Scott went on to support his reasoning for keeping screens out of the classroom by citing several studies that reveal how students retain more information when taking notes by hand as opposed to on a laptop.

So, we know from studies and from experienced teachers that there are pros and cons to using technology in the classroom. But what about the financial cost? For a bit of perspective on the financial aspect of laptops in Lowcountry schools, a recent story in The Beaufort Gazette reported that a combination of tablets, keyboards, chargers and protective covers used by 52 students was not returned at the end of last school year. At a cost of more than $700 per student, the loss in taxpayer dollars may surpass $40,000.

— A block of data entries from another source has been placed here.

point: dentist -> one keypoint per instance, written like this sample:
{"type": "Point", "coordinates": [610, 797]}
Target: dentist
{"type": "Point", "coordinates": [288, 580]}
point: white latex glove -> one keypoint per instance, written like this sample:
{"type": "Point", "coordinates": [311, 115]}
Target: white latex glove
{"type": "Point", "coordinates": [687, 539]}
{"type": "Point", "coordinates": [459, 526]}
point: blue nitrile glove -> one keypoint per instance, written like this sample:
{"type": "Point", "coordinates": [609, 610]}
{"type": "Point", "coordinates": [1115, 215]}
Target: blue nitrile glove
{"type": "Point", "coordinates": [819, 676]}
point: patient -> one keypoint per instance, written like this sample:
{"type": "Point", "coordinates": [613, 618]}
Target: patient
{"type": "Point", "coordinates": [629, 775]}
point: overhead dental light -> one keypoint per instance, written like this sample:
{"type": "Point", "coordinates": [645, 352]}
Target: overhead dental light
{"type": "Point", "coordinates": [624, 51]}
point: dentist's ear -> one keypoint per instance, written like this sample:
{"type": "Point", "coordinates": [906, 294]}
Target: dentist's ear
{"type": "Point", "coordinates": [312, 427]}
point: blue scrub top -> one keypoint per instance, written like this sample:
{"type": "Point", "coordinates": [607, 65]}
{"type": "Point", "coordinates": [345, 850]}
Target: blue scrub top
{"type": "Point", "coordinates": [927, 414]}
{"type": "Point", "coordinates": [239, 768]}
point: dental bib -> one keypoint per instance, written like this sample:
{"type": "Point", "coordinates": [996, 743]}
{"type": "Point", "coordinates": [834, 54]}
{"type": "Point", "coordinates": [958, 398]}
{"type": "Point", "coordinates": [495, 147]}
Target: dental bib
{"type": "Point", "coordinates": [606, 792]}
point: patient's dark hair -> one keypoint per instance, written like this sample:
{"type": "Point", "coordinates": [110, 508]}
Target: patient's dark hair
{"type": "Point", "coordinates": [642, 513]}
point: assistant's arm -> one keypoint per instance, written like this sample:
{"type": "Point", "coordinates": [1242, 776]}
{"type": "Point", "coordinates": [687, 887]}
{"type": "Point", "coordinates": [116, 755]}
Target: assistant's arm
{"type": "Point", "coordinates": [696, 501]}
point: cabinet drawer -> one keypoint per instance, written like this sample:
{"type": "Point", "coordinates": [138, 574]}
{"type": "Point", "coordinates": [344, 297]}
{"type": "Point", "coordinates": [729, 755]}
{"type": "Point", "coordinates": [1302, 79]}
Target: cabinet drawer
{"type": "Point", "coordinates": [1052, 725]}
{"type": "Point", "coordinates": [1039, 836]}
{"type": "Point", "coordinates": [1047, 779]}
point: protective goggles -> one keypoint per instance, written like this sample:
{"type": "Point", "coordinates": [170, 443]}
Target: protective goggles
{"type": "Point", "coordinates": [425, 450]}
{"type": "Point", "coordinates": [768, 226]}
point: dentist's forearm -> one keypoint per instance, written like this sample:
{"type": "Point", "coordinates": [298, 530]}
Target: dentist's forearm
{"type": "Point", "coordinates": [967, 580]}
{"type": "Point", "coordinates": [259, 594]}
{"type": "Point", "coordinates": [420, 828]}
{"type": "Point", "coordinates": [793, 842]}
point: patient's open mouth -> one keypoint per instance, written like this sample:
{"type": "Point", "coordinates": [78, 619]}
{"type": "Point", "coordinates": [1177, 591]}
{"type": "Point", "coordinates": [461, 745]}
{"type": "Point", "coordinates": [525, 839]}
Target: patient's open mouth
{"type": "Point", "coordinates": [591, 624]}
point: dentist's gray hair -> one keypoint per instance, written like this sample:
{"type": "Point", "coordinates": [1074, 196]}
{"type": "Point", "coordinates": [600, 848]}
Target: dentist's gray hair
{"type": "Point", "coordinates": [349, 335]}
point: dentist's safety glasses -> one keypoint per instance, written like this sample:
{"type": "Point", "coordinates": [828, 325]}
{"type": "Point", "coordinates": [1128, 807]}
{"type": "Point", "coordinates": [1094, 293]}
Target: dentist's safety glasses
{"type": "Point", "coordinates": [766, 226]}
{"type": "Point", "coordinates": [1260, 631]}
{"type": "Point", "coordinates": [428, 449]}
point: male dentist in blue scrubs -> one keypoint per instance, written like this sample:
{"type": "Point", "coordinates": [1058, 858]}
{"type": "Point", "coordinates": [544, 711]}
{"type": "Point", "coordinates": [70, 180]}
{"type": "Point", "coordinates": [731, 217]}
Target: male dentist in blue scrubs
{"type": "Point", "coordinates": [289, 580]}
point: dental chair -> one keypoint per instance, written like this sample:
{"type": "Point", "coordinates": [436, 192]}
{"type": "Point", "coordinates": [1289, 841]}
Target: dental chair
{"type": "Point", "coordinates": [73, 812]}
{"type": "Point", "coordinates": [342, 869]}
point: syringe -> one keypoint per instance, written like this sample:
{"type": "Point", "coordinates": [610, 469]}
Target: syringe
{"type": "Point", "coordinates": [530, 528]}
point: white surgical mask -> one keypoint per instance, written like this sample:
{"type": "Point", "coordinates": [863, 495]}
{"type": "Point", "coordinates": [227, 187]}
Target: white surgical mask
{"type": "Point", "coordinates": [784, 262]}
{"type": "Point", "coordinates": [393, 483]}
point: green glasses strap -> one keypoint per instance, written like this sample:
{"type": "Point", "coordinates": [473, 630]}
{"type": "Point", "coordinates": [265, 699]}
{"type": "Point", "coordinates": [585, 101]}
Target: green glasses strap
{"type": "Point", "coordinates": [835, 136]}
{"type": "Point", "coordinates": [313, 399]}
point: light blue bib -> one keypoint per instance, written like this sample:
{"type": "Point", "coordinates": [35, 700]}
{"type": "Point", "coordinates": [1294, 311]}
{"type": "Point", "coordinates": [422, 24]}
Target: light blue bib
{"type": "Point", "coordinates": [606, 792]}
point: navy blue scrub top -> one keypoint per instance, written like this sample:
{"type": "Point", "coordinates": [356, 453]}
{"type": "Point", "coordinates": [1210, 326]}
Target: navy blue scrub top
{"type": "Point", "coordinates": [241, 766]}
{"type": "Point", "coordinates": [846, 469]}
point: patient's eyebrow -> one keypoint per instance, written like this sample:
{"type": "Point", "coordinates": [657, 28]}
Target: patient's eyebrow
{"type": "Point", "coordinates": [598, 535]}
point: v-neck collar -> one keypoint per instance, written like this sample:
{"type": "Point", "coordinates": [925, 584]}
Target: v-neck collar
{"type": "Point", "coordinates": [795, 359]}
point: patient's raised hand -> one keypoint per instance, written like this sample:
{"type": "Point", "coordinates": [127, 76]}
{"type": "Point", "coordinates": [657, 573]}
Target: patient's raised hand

Although it was expected that most of the technology would be returned over the summer, one overriding point rises to the surface: Putting mobile technology into the hands of each child in a school is expensive. A school the size of Hilton Head Island High School, with a student body that could reach 1,400 in the 2017-2018 school year, may have as much as $1 million worth of technology in the hands of students. That’s not to mention the ongoing cost of support needed for management, repairs and replacement.

We all want to see the youth of our nation equipped with every advantage possible to succeed in today’s world. And technology is certainly a large part of that world; therefore, the financial cost of putting laptops and tablets into the hands of children can be considered one of the best long-term investments we can make in our lives. But it can also be one of the biggest mistakes.

Like any powerful tool, there is a balance to be struck, which is to maximize the teaching capacity of modern technology while minimizing the distraction. That balance comes down to classroom management—to the teacher—an educational instrument much more powerful than a laptop.

Most people would agree that the task of education is to teach students how to effectively navigate the challenges of the world in which they live, but it is also the task of schools and teachers to provide them with alternatives. Students won’t learn critical thinking if their ideas are cut and pasted from a website.

The modern educational balance also must include that of embracing technology while finding appropriate times to push back against it. Think of this irony: The greatest inventions of the modern world, including the computers and smart phones, were created by people who didn’t use laptops in their schools.

With the world at a child’s fingertips, it can be difficult to choose philosophy or classic literature when pop-up ads for the 10 most insane skateboard stunts or the 50 cutest kitten images are blocking the path.

When it’s time for students to focus, they must close the laptops. Teachers have the power to make this happen. The future leaders of our world need to learn how to stay focused on the task they are given (and learn to communicate thoughtfully rather than recklessly on Twitter). But they must also learn when technology can be used to their advantage.

The classroom can be a place where life and screens can co-exist. Traditional learning styles put astronauts on the moon, but a balance of the old and the new can put them on Mars and beyond. But too much of one and the absence of the other may be a disservice to today’s students. Again, balance is the answer. Teach students how to live with screens, but also teach them how to live without screens.

Perhaps it would be fitting to go back more than 2,500 years to Plato, the ancient Greek philosopher and founder of The Academy, the first institution of higher learning in the Western world, and end with some of his words of wisdom (which came from his mind, not Wikipedia): “Ignorance of all things is an evil neither terrible nor excessive, nor yet the greatest of all; but great cleverness and much learning, if they be accompanied by a bad training, are a much greater misfortune.”

Kent Thune, who has taught classes at the high school and college level, is the owner of a Hilton Head Island investment advisory firm, Atlantic Capital Investments.